Overarching cultural trends shape the context of politics. At the beginning of our current presidential election cycle, it was assumed that the effect of the Citizens United Supreme Court decision — the entry of big money through unregulated SuperPacs — would reconfigure the primary process. But money hasn’t mattered so much. Donald Trump’s expertise as a television personality and new-media manipulator directed through the cable news industry’s gluttonous appetite for entertaining narratives have created a pathway to electoral success that sidesteps the advertising, robocalling, and polling that political money can buy. But dreadful consequences are hinted; sensation replaces substance; outrage overpowers insight, as free access defeats paid-for messaging. Once successfully mined, the cultural power of old and new media obviates big money. Sanders goes small and gets big; no doubt the Kochs, eyeing Trump, look on in shock an dismay!
“STEM” advocates assume that their naive and intellectually-unsustainable concept (what, after all, is sixth-grade “Engineering”) somehow discredits and replaces centuries of learning that positioned art, humanities, and technical skills on an equal footing. STEM claims to be a measured response to global competition, but what’s the need: despite a few notable, short-lived financial downturns, the US economy has done remarkably well for the past two centuries under leaders in business and government who could read and write, and who exhibited both knowledge of and respect for history, visual and performing arts, and literature. STEM aims to make all learning technical, which if it comes to pass will conscript American youth into a dumbed-down army of worker bees incapable of critical thought. Broad access to art and to knowledge offers meaningful social attainment to all, and STEM’s preoccupation with money and what is practical must be resisted at every opportunity.

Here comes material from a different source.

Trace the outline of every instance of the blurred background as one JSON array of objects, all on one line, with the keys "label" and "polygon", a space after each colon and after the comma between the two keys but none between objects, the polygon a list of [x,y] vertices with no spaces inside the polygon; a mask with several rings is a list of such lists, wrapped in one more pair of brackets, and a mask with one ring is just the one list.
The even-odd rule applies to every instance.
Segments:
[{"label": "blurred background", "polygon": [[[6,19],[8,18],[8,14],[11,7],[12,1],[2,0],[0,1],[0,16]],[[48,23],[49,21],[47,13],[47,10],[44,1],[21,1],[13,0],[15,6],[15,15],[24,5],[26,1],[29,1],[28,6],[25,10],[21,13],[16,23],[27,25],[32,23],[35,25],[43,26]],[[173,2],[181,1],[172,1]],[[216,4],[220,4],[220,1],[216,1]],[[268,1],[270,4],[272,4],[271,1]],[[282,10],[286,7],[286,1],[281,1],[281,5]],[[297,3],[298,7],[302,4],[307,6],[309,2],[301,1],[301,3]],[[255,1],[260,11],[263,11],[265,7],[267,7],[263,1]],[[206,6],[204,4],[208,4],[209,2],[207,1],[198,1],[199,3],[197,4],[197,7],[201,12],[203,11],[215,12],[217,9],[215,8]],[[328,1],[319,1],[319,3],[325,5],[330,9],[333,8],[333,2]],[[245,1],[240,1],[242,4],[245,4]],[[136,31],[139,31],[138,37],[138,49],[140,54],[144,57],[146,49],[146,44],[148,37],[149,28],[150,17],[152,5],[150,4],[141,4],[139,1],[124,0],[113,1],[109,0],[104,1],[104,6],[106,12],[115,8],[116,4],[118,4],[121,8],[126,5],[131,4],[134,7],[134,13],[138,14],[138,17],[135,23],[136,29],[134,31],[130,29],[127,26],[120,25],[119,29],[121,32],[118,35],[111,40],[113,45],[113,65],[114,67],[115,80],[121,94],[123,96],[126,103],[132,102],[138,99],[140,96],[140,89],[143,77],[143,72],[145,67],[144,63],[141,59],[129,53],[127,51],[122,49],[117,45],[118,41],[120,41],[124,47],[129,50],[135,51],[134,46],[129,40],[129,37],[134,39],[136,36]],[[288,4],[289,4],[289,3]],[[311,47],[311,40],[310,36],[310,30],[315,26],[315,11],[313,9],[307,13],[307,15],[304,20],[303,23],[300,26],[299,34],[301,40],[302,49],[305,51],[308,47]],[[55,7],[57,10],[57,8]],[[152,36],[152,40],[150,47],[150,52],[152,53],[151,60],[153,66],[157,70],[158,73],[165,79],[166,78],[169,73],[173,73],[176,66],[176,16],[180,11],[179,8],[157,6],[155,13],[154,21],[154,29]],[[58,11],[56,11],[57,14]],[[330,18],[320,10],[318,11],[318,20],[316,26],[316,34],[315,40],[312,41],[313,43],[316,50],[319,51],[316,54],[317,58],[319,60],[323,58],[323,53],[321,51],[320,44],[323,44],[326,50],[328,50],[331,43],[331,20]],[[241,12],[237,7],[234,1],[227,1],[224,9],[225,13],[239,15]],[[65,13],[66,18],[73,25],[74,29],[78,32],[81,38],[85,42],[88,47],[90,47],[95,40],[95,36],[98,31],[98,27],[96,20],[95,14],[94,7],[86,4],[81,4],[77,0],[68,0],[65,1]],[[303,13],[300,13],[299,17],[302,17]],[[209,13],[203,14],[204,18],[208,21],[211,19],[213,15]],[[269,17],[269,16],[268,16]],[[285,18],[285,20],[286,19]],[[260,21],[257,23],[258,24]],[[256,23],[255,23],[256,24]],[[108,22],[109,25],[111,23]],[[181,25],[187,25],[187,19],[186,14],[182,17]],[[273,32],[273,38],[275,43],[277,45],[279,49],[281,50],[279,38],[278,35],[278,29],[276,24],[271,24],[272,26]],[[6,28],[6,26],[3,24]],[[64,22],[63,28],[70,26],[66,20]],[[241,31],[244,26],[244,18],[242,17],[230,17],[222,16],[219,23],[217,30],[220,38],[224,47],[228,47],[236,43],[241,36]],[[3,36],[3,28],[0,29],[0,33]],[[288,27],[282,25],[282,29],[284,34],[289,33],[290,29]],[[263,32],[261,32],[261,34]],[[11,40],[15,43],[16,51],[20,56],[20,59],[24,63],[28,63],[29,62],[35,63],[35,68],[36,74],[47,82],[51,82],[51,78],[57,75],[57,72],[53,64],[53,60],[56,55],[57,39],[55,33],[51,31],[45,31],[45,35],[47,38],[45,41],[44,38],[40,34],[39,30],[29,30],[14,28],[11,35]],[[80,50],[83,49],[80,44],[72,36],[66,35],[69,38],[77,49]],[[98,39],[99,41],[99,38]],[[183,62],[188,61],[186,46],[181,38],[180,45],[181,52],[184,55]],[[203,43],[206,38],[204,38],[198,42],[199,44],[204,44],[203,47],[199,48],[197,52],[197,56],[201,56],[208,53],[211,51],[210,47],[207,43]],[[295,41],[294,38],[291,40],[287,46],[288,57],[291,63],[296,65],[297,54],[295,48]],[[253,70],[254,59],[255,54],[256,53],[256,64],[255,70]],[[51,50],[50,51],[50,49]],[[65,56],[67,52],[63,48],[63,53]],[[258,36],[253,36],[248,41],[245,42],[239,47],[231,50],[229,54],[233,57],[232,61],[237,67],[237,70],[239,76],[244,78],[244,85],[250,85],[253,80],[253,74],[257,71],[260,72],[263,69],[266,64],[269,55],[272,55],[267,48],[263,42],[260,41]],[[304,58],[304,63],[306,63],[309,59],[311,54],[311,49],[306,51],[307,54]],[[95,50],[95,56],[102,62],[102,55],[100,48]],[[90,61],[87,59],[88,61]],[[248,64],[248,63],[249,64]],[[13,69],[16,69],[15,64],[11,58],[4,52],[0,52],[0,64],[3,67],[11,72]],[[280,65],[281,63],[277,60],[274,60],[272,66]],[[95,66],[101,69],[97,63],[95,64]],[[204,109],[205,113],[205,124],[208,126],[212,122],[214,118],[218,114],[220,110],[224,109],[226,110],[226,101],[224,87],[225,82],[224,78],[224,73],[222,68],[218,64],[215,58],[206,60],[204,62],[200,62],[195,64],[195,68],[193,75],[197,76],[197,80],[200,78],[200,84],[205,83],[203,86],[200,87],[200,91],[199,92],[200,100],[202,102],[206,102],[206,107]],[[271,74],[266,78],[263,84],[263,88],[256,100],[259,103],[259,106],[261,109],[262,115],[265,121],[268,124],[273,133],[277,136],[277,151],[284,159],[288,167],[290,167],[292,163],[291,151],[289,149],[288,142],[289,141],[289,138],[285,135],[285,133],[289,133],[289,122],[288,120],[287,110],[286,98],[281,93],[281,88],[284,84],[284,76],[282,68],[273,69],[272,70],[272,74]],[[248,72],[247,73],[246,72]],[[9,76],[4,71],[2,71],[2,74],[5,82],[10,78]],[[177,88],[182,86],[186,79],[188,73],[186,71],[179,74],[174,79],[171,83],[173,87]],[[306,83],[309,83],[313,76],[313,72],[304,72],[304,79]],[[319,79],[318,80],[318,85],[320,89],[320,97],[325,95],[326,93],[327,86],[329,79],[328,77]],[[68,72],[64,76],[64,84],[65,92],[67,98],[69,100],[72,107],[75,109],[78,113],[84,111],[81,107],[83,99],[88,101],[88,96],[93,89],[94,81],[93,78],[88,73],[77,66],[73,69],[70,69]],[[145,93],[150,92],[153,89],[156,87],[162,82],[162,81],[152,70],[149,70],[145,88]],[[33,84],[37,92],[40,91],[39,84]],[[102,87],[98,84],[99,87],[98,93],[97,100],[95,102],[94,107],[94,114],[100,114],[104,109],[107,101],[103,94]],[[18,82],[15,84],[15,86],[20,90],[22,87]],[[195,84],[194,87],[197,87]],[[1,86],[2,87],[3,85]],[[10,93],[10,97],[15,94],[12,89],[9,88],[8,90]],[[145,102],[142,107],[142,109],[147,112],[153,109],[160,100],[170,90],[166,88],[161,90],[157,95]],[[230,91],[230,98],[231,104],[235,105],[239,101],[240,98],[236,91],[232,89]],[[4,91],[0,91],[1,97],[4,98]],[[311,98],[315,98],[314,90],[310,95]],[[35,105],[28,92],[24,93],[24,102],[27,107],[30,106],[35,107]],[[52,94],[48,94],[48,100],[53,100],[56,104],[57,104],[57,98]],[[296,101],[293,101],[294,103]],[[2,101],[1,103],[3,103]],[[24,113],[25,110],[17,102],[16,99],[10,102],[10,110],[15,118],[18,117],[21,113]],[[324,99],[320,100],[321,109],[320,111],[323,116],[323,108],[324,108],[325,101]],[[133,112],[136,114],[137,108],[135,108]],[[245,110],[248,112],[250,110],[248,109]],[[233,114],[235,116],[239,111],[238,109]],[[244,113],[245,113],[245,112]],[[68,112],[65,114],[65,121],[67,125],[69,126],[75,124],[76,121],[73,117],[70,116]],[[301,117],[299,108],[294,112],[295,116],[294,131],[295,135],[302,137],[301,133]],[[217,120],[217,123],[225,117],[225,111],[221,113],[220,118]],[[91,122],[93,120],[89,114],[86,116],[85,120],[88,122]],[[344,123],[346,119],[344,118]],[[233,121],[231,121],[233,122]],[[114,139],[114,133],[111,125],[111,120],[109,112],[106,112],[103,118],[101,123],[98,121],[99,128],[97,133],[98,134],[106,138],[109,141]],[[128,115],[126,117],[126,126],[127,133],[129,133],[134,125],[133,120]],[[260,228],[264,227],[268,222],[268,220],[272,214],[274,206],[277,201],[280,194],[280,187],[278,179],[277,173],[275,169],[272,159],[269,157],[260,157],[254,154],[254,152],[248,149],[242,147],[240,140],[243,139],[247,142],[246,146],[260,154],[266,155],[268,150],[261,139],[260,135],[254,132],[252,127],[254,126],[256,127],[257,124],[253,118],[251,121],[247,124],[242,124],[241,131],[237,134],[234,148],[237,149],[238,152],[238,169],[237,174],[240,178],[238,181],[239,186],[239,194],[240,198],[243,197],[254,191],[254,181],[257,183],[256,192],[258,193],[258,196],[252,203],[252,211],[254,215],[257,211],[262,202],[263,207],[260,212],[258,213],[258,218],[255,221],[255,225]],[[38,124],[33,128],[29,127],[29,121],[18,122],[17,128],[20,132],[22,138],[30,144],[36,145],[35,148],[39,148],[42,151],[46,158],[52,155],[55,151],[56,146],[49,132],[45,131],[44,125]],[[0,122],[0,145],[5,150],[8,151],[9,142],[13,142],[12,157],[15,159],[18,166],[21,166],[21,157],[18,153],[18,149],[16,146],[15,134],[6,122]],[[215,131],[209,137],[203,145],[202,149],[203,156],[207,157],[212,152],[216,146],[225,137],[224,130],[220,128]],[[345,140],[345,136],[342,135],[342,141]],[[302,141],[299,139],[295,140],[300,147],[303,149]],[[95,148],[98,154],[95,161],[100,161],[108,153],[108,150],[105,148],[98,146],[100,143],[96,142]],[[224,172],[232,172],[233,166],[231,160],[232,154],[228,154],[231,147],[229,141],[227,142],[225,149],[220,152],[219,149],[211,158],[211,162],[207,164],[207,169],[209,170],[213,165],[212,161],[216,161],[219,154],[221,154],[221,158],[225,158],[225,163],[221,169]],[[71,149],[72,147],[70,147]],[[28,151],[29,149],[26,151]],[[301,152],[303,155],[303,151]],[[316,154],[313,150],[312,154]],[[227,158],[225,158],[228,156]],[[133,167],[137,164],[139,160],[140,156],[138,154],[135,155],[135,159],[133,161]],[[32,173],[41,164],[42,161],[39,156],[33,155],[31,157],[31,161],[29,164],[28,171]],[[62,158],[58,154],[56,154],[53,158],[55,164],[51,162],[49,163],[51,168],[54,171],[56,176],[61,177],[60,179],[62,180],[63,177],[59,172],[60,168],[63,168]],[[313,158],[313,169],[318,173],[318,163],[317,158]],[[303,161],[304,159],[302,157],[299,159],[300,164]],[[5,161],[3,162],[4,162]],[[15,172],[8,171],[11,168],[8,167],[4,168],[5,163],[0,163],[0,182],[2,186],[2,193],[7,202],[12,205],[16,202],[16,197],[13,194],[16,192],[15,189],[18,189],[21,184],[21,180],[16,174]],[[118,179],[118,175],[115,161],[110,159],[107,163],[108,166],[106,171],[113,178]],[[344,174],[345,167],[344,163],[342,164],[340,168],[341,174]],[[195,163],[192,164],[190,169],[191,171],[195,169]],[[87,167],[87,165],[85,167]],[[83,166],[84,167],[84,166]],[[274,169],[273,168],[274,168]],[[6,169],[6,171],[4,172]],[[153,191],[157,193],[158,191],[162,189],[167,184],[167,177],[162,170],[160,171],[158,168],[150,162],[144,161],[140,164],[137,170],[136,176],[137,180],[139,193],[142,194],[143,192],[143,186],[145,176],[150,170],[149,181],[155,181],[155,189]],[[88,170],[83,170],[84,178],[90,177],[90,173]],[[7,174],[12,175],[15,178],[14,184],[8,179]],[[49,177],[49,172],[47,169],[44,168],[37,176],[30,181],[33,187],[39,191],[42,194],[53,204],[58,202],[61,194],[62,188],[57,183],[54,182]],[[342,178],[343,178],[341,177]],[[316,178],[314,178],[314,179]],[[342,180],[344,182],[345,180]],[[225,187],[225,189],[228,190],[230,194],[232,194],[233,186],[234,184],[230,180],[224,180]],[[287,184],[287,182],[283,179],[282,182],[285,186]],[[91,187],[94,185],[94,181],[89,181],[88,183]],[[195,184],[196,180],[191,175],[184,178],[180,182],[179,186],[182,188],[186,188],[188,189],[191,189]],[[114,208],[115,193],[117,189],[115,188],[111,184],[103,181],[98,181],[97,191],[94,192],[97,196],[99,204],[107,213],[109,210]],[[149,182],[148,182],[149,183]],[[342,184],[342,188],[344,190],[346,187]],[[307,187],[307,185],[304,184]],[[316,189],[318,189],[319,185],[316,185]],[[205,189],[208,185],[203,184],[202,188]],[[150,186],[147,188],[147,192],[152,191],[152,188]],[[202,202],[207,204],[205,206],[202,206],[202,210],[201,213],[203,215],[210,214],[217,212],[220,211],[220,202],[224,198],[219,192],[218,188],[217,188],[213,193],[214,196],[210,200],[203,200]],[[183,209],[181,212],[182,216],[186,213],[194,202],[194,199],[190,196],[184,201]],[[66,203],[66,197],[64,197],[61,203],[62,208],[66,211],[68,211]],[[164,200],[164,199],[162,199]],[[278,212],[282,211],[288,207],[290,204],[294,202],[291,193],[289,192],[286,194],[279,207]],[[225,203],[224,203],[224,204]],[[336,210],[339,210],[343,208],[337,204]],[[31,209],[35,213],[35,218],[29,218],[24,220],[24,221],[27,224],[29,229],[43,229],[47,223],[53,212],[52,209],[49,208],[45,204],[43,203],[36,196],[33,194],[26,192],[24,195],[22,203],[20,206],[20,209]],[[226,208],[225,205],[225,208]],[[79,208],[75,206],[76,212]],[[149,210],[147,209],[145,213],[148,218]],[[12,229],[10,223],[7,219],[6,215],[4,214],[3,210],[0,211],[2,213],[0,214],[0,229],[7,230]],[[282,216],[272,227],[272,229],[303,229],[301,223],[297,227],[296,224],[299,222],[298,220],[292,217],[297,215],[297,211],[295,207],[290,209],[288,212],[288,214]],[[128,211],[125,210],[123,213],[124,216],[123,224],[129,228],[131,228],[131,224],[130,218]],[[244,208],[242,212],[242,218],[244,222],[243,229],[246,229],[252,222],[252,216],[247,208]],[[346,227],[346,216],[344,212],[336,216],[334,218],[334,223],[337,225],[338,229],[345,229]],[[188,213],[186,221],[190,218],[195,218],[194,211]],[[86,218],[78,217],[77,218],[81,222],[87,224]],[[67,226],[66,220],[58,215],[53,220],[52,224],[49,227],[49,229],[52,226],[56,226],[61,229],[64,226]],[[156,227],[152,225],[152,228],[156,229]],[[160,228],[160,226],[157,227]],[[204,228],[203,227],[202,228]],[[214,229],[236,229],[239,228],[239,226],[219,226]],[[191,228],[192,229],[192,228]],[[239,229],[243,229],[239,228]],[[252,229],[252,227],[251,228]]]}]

Addiction is the ultimate stage of consumption — consumerism on steroids. Capitalism will never be averse to addiction because it can be commoditized three ways, first through the sale of addictive substances, then in insurance-paid rehabilitation programs, and finally through incarceration in privatized prisons.
A half-century ago minority citizens fought for, and secured, access to the pathways to power — education, employment, full political participation. Today, with the US on the cusp of becoming a minority/majority nation, a second movement demands not access to, but ownership of the levers of power and control. Can the old culture of majority rule give way gracefully this new reality, and its demands?